Great rivalries define both the sport's stars and the sport itself. Rob Dinerman, in an article first published in 1989, explores three great recent North American rivalries: Sharif Khan vs Victor Niederhoffer, Sharif Khan vs Mike Desaulniers and Jahangir Khan vs Mark Talbott.

New York. July 15 2001 First Published 1989 © 2001 Rob Dinerman

[return to Parts I and II]

III. The Mid Eighties: Jahangir and Mark

It is a tribute to both the longevity of Sharif's supremacy and the swiftness of Mark Talbott's ascent that Desaulniers's time at the top seemed so ephemeral. The 1982-83 campaign had no sooner begun when it became obvious that the soft-spoken Talbott had made giant strides with his game while Desaulniers, hampered both by leg injuries and, perhaps, the burn-out effects of his own sparkling incandescence, had lost much of his intimidating bravado.

Talbott reached the finals of all 17 ranking tournaments that season, winning 15 of them, including every major title, and the autumn of '83 saw no diminution of either the eagerness or energy supply that were the cornerstone of Talbott's patient and error-free style. Mark's marvelous conditioning and concentration levels belied a gentle disposition and friendly manner that made him a far less antagonistic target than some of his more fiery predecessors had been. Thus, by mid-November of '83, when the Boston Open rolled around, an atmosphere of easy stability was beginning to surround the tour, and the 23-year-old Talbott's predominance among his protagonists seemed assured for a considerable time to come.

Into this scenario strode a darkly handsome paragon with picture-book racquetwork and the ability to maneuver his supple musculature with the lithe grace of a dancer.

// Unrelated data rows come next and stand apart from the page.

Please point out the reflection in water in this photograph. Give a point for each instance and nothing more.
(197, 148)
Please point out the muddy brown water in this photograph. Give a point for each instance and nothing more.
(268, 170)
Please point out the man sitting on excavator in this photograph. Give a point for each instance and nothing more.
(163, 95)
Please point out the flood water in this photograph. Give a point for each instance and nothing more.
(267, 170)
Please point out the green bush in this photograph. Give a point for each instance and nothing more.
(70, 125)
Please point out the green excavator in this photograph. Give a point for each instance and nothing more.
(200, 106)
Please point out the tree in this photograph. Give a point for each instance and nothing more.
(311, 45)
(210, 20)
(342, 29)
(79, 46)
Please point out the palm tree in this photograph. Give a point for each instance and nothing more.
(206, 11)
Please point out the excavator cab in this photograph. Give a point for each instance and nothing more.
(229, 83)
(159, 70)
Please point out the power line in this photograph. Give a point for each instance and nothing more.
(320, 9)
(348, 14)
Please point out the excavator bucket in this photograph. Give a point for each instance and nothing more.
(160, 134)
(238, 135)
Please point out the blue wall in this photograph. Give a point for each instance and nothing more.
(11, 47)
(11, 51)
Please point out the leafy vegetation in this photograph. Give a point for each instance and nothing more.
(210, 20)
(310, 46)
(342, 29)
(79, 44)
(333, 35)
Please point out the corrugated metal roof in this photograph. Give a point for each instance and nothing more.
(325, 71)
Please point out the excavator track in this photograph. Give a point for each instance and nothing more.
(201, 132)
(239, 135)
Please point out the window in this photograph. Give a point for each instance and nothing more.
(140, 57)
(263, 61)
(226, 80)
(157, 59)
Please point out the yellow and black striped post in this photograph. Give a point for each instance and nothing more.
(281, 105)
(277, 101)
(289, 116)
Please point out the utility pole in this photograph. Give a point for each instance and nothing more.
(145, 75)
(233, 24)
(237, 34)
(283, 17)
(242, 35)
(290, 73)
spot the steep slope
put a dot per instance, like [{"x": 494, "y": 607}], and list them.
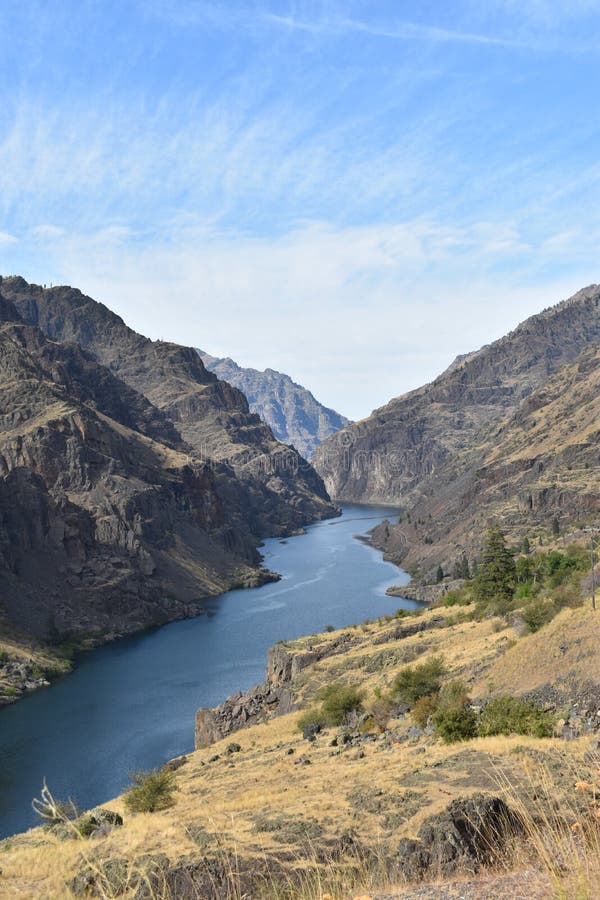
[
  {"x": 108, "y": 523},
  {"x": 542, "y": 463},
  {"x": 290, "y": 410},
  {"x": 283, "y": 492},
  {"x": 387, "y": 457},
  {"x": 363, "y": 809}
]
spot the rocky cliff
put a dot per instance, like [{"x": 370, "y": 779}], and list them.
[
  {"x": 387, "y": 457},
  {"x": 509, "y": 433},
  {"x": 542, "y": 464},
  {"x": 110, "y": 519},
  {"x": 290, "y": 410},
  {"x": 283, "y": 491}
]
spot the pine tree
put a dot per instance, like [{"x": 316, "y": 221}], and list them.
[
  {"x": 464, "y": 566},
  {"x": 496, "y": 576}
]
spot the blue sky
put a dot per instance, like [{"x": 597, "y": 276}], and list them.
[{"x": 352, "y": 192}]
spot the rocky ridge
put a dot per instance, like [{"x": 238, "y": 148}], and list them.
[
  {"x": 290, "y": 410},
  {"x": 508, "y": 434},
  {"x": 110, "y": 519}
]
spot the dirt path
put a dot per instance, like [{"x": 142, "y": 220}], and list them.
[{"x": 528, "y": 885}]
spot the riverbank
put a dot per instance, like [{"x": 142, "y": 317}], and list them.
[
  {"x": 148, "y": 686},
  {"x": 369, "y": 806},
  {"x": 26, "y": 667}
]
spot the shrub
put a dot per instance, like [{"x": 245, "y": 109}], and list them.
[
  {"x": 423, "y": 709},
  {"x": 51, "y": 811},
  {"x": 538, "y": 613},
  {"x": 415, "y": 682},
  {"x": 455, "y": 724},
  {"x": 338, "y": 700},
  {"x": 453, "y": 695},
  {"x": 380, "y": 708},
  {"x": 311, "y": 721},
  {"x": 151, "y": 790},
  {"x": 513, "y": 715}
]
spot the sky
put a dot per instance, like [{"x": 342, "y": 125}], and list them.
[{"x": 350, "y": 192}]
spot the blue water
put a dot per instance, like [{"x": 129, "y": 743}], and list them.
[{"x": 130, "y": 705}]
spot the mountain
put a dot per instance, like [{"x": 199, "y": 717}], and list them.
[
  {"x": 292, "y": 412},
  {"x": 504, "y": 432},
  {"x": 132, "y": 481}
]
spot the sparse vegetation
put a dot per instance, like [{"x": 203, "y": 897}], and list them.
[
  {"x": 338, "y": 701},
  {"x": 151, "y": 791},
  {"x": 513, "y": 715},
  {"x": 414, "y": 682}
]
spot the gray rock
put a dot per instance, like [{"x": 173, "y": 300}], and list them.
[{"x": 470, "y": 833}]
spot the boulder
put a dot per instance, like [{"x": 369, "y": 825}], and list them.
[{"x": 472, "y": 832}]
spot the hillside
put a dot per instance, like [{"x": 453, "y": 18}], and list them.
[
  {"x": 361, "y": 809},
  {"x": 289, "y": 409},
  {"x": 542, "y": 464},
  {"x": 213, "y": 418},
  {"x": 110, "y": 520},
  {"x": 507, "y": 434},
  {"x": 386, "y": 457}
]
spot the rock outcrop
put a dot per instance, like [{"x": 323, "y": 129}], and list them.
[
  {"x": 282, "y": 491},
  {"x": 112, "y": 518},
  {"x": 291, "y": 411},
  {"x": 471, "y": 833},
  {"x": 275, "y": 697}
]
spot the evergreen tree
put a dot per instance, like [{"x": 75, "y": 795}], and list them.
[
  {"x": 496, "y": 576},
  {"x": 464, "y": 567}
]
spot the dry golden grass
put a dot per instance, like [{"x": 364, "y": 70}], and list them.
[
  {"x": 564, "y": 652},
  {"x": 379, "y": 789}
]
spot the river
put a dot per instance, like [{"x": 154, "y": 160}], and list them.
[{"x": 130, "y": 705}]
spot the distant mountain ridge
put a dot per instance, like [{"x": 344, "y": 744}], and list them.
[
  {"x": 291, "y": 411},
  {"x": 132, "y": 481},
  {"x": 507, "y": 433}
]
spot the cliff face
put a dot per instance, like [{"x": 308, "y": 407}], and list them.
[
  {"x": 289, "y": 409},
  {"x": 542, "y": 463},
  {"x": 388, "y": 456},
  {"x": 110, "y": 520},
  {"x": 282, "y": 491}
]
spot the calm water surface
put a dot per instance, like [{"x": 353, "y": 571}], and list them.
[{"x": 131, "y": 705}]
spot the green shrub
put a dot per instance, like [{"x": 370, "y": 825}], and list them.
[
  {"x": 311, "y": 721},
  {"x": 415, "y": 682},
  {"x": 513, "y": 715},
  {"x": 423, "y": 709},
  {"x": 151, "y": 791},
  {"x": 453, "y": 695},
  {"x": 455, "y": 724},
  {"x": 380, "y": 708},
  {"x": 339, "y": 699},
  {"x": 538, "y": 613}
]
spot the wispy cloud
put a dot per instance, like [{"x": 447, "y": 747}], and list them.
[
  {"x": 398, "y": 30},
  {"x": 348, "y": 311}
]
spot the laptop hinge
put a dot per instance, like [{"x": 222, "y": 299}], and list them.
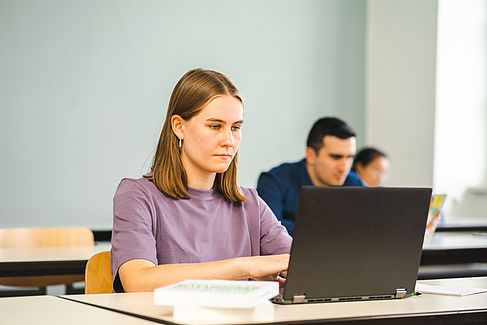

Jahangir Khan, who had spent the past several seasons first challenging and then surpassing Geoff Hunt for supremacy in the softball game, had by this juncture consolidated his position firmly in Europe and turned his attention across the Atlantic Ocean to the challenges and opportunities that the North American game had to offer.

Over he came in quest of his claim that he could be the best of both games, for Jahangir understood that, however complete his domination of the international game, only by conquering his WPSA counterparts as well could he truly "unify the title" and establish himself as indisputably the greatest squash player in the world.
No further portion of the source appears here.